Event with 6 games, 24 teams

[MaximeJ]

Hi  

I have to organize an event with 24 teams and six different games:

-4 teams per game.
-6 rounds, so that each team can do all the games without doing a game twice.
-A team can't be with a team she already has been with on another game.

I spent some time on it and I didn't find an appropriate schedule...
I also tried to code my own solution based on a modified sudoku algorithm but it didn't work.

Could someone help me ?

[Ian Wakeling]

Hi Maxime,

I think what you are trying to do will be impossible.  Please have a look at the zipped Excel file that can be found here (look for the paperclip attachment).  The worksheet for 24 players, gives 3 of the 6 rounds of play that you want, simply rename Foursome 1 to Foursome 6 as Game 1 to Game 6, and ignore the fact that the players are divided into two groups, so reassign A1 to A12 to be teams 1 to 12, and B1 to B12 to be teams 13 to 24.  Unfortunately there is no way to complete this schedule to 6 rounds.  But note that the situation is different for 28 teams, as the next worksheet gives a solution for 7 games, 7 rounds and 28 teams.

Incidentally does your modified Sudoku algorithm work for 28?

Ian.

[MaximeJ]

Thanks for taking time to help.

I wasn't sure if it was possible or not and I don't know if we can calculate it with some formulas, but it indeed seems impossible.

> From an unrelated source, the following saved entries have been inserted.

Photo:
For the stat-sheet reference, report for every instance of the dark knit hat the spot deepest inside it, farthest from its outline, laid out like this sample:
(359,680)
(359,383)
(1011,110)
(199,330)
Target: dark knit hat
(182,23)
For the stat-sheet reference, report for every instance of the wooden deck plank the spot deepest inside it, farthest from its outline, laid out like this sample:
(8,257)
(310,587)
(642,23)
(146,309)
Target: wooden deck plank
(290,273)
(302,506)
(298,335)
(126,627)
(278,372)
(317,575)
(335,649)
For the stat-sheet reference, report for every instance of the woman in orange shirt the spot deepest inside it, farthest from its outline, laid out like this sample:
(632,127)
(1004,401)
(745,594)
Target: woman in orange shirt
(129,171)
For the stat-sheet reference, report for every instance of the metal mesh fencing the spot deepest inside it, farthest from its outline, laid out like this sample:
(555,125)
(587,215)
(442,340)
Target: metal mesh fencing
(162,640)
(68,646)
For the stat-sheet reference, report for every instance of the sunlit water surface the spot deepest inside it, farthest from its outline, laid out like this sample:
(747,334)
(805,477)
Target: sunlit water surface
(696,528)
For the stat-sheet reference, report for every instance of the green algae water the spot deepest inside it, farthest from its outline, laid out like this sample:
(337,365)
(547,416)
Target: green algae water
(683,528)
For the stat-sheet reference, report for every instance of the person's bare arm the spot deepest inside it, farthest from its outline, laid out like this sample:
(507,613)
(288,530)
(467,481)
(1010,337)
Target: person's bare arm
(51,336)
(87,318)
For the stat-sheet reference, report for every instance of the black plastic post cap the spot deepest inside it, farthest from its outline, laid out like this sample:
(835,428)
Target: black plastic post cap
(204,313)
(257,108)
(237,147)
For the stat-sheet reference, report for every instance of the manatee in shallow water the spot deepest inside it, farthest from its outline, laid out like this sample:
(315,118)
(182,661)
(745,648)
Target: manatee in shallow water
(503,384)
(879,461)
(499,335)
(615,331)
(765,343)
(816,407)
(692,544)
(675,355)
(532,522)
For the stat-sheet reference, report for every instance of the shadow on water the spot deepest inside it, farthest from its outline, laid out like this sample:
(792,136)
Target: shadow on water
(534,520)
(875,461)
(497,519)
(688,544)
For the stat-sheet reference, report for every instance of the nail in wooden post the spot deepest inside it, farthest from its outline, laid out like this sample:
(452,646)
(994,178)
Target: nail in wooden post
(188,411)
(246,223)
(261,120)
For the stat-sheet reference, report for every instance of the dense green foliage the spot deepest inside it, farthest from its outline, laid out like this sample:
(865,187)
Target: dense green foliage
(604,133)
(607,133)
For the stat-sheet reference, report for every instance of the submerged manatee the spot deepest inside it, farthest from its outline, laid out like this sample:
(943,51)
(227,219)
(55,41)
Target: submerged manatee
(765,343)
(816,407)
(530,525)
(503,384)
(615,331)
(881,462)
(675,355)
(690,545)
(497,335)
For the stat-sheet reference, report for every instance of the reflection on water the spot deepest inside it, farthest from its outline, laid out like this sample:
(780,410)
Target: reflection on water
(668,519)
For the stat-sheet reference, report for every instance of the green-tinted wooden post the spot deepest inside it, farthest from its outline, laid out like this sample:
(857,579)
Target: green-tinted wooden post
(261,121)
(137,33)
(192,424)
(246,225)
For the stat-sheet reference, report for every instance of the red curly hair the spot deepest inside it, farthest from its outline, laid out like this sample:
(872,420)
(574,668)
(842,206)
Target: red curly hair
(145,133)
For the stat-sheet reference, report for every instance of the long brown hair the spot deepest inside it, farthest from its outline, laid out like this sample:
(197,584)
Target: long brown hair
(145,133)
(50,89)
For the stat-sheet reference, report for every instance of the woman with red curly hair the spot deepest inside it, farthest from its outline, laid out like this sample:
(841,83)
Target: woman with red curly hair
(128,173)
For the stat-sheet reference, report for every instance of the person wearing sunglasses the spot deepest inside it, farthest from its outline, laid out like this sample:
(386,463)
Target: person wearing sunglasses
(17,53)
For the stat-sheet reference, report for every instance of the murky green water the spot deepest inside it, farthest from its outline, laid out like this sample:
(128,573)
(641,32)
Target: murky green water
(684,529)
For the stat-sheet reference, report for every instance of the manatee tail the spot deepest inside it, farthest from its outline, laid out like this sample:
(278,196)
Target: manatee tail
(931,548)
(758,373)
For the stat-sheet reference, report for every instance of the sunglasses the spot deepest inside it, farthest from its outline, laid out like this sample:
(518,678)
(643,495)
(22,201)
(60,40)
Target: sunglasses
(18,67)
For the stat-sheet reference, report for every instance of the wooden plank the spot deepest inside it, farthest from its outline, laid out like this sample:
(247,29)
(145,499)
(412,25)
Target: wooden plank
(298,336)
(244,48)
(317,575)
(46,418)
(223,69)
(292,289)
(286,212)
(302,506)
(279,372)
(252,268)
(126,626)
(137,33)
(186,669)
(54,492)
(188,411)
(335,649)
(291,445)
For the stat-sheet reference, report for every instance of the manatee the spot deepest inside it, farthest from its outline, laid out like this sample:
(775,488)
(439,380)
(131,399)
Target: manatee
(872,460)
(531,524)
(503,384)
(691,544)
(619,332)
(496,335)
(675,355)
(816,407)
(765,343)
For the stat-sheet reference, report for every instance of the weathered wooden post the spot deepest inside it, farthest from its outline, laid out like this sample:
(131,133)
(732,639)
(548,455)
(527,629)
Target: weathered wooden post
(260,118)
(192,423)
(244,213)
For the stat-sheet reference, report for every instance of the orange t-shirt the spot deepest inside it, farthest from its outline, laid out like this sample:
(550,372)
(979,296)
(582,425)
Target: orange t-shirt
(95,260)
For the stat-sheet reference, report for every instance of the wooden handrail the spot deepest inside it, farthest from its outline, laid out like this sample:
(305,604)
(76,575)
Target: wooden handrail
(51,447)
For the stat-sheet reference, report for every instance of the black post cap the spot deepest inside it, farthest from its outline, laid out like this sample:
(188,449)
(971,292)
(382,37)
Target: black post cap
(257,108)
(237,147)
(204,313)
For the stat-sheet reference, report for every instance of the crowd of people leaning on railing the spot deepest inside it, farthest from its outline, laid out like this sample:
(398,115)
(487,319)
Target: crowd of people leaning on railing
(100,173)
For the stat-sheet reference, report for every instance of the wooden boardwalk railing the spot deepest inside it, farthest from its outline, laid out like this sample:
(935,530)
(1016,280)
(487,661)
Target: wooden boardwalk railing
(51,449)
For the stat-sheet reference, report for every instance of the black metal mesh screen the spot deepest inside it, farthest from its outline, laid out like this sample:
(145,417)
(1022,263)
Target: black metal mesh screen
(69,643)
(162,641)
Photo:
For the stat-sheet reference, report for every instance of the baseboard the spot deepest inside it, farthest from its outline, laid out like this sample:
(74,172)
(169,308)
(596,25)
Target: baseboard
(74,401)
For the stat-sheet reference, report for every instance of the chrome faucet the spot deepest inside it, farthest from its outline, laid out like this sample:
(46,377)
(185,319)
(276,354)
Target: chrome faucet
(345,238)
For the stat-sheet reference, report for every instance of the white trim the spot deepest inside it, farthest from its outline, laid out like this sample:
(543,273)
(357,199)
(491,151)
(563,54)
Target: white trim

With 28 teams, 7 rounds, 7 games my program runs for a very long time, so I guess I'm not doing it the right way but I'm not a professional coder...
However, for 24 teams, 6 rounds, 6 games, here's the output I get if I stop it.

Code: [Select]

-------------------------------------------------
1 2     |3 4    |5 6    |7 8    |9 10   |11 12  |
13 14   |15 16  |17 18  |19 20  |21 22  |23 24  |
-------------------------------------------------
3 5     |1 6    |2 4    |9 11   |7 12   |8 10   |
19 21   |20 23  |22 24  |13 15  |14 17  |16 18  |
-------------------------------------------------
4 6     |2 5    |1 3    |16 21  |18 19  |14 20  |
7 9     |8 11   |10 12  |17 23  |13 24  |15 22  |
-------------------------------------------------
8 12    |7 10   |9 14   |1 4    |2 3    |5 13   |
15 0    |0 0    |0 0    |0 0    |0 0    |0 0    |
-------------------------------------------------
0 0     |0 0    |0 0    |0 0    |0 0    |0 0    |
0 0     |0 0    |0 0    |0 0    |0 0    |0 0    |
-------------------------------------------------
0 0     |0 0    |0 0    |0 0    |0 0    |0 0    |
0 0     |0 0    |0 0    |0 0    |0 0    |0 0    |
-------------------------------------------------
And thanks for for the link, can I ask how did you find these schedules ?

[Ian Wakeling]

I am guessing you are trying an exhaustive search and that your code may be working well.  For 24 teams it looks like you have found that it is impossible to fill more than 3 complete rounds (as I expect).  And for 28 teams, it may well be that the algorithm will take too long to find even the first example.  With problems like this it is often that case that what may seem a small increase, i.e. going from 6 to 7 games, has a huge impact on the number of combinations that need to be enumerated.

The schedules in the Excel file are all combinatorial constructions which use sets of 4 mutually orthogonal Latin squares (MOLS), or in the case of 24 and 40 players incomplete MOLS.  There is some info here.  If 4 orthogonal order 6 squares were to exist, then I could make the 24 team schedule that you are looking for.  However as the Wikipedia link shows the non-existence of these squares was finally proved in 1901.

[MaximeJ]

And for 28 teams, it may well be that the algorithm will take too long to find even the first example.

Same for 24 players, it will probably take too long to find there's no solution so I manually made it stop at the position where it begins to loop for a while.

Anyway, it turns out that the problem wasn't exposed to me the correct way.
In a round, there are 4 teams per game BUT it's divided in two matchs played in parallel.

With the algo, some tweaks, and manual operations, I finally managed to make my schedule with all the constraints.

By the way, there's a mistake in the sheet you linked for 24 players :
in round 3, third combination, A4 meets B7 again (R1 fourth combination)

Thanks again for help and explanations.